Gas demand was very low until the 1970s but started to pick up when ONGC’s Bombay High started producing in 1974. With the growth of gas production, it became necessary to develop the downstream part of the gas value chain. In 1984, state-owned GAIL was created to promote gas use and develop midstream and downstream gas infrastructure.
In 1991, India entered into a liberalisation process for the economy, and began to deregulate the gas market and disengage itself from Public Service Undertakings (PSU). GAIL started to build a transmission network with the first major transregional pipeline, the Hazira-Vijaipur-Jagdishpur (HVJ) completed in 1991, and gas distribution in major cities progressively took place over the following decade. The year 2009 therefore marks a turning point for the Indian gas market: with new supplies available, Indian gas consumption increased to 59 bcm in FY 2009/10, from 43 bcm in FY 2008/09.

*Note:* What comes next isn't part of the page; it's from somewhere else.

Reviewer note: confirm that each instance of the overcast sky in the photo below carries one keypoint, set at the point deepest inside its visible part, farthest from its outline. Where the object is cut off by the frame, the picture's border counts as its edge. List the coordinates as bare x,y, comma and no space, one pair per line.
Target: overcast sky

The potential for growth of the natural gas market in India is tremendous; the power generation and fertiliser sectors being the main consumers. The Indian gas sector, like the whole energy sector, is dominated by state-owned companies. Oil and Natural Gas Corporation (ONGC) and Oil India Ltd (OIL) have dominant upstream positions, while until 2006, Gas Authority of India Ltd (GAIL) alone had been responsible for pipeline gas transport.